If by prosecuting a case, one successfully punishes the maker of a false report - but by doing so, deters even one other person from reporting their own rape, and so leaves a serial rapist free to commit several further crimes - Weinrott and Saylor  found that convicted rapists on average had committed ten times as many rapes as they were eventually prosecuted for, as well as numerous lesser violent crimes.
It would therefore be very hard indeed to argue that the prosecution was in the interests of the public as a whole.
That prosecutions relating to false allegations of rape (but not false allegations of other crimes) are regularly reported in the press means that the likelihood of such a prosecution having a deterrent effect are extremely high.
Hundreds of thousands of rapes occur in the UK each year. Mere hundreds of false allegations are made, and those in which a suspect is named by the accuser are much rarer - arrest or charge of a suspect based on a false allegation is rarer still. Even a tiny deterrent effect could therefore let a significant number of rapists go undetected.
In addition to this, of course, the high-profile reporting that false allegations receive feeds in to the common belief among many members of the public that false allegations are commonplace. This attitude and culture is something that the CPS already have to work against. By prosecuting a false allegation case, prosecutors may be directly increasing the difficulty of the - already difficult - task their fellow prosecutors have in prosecuting rape cases. Again, this is difficult to justify as being in the broader public interest.

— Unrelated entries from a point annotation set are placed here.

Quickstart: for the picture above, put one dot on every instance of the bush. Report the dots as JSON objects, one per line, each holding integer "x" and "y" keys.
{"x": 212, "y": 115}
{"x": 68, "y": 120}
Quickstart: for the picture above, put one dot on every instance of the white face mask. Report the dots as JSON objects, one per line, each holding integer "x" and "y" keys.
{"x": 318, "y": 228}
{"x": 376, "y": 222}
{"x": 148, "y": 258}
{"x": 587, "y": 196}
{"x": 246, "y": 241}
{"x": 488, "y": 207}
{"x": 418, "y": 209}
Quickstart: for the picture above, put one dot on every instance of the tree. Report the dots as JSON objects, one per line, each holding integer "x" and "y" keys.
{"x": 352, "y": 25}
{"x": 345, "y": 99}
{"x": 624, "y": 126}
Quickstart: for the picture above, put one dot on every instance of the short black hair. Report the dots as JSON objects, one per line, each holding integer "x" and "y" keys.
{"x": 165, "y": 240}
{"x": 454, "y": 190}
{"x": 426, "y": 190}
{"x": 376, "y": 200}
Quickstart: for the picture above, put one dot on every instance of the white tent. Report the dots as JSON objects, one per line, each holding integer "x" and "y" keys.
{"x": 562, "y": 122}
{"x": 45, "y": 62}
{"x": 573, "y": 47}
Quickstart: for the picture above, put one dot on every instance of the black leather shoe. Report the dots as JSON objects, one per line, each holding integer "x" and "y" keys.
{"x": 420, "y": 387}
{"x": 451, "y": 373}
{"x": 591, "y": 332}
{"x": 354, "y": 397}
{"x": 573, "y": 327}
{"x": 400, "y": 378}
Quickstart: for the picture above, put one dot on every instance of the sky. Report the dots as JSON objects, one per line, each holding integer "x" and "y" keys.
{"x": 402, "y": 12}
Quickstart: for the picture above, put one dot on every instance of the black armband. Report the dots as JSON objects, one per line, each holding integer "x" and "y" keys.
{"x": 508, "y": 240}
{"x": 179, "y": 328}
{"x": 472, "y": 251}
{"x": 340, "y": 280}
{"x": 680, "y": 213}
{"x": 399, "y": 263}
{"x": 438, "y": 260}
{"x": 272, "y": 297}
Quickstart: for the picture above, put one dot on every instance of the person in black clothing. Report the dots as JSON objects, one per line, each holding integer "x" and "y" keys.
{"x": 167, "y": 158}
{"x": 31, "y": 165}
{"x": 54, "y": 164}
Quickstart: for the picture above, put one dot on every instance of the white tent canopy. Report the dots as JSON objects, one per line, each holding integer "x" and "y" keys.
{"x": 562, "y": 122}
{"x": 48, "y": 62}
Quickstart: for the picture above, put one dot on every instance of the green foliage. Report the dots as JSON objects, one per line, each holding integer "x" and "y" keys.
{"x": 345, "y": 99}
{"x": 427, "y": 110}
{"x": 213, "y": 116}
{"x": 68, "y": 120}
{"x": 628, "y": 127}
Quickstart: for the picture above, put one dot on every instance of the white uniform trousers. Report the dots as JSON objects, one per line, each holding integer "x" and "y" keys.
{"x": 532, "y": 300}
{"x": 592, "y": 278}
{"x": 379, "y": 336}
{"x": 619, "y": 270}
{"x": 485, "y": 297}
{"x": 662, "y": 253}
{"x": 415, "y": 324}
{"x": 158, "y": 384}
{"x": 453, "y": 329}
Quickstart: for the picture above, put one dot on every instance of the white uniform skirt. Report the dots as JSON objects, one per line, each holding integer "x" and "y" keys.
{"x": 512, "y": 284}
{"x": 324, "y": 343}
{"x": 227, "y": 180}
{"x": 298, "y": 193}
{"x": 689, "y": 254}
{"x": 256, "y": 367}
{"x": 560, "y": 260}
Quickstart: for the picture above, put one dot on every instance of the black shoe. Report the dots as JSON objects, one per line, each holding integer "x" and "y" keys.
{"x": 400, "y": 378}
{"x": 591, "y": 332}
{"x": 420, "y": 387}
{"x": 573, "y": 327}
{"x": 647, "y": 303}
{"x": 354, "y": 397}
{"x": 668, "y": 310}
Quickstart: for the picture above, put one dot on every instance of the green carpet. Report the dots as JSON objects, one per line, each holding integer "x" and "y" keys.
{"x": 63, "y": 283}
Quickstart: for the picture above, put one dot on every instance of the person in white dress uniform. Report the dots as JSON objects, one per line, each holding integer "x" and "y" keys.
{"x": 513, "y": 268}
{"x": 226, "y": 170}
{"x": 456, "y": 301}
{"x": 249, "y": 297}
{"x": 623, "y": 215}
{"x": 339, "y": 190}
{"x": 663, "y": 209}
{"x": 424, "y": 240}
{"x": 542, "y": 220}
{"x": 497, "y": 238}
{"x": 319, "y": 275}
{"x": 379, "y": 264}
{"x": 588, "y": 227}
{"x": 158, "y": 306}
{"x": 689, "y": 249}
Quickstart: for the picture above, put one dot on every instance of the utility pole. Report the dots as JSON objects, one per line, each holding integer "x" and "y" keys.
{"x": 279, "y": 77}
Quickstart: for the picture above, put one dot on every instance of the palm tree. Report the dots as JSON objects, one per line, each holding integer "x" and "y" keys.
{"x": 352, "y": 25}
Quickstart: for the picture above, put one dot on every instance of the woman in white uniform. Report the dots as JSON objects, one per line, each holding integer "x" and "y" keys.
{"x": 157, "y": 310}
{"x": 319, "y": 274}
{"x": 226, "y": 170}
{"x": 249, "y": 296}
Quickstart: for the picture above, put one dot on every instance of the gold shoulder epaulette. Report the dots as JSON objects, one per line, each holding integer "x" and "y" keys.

A consideration of whether prosecuting the case could increase the likelihood of other rapes being committed, other rapes remaining undetected, and rapists being difficult to prosecute successfuly - causing great harm to the general public interest - should therefore be weighed against the local public interest served by prosecution of an individual case.
The explanation of "double retraction" is clear. However, under the circumstances described in paragraph 26, I am unable to think of a situation in which a prosecution would be in the public interest, for the reasons of the matter of logic stated within that paragraph.
An example of a case where prosecution might be in the public interest is perhaps needed here.
Given the likelihood of a prosecution having wider repercussions beyond the narrow public interest of prosecuting a particular case, and the difficulties therefore caused in achieving justice for future victims of rape, I believe that the interim measures described in paragraphs 29 and 30 (referral to the Director of Public Prosecutions) should be made permanent.
These cases are extremely rare, but the need for oversight at the highest level is clear.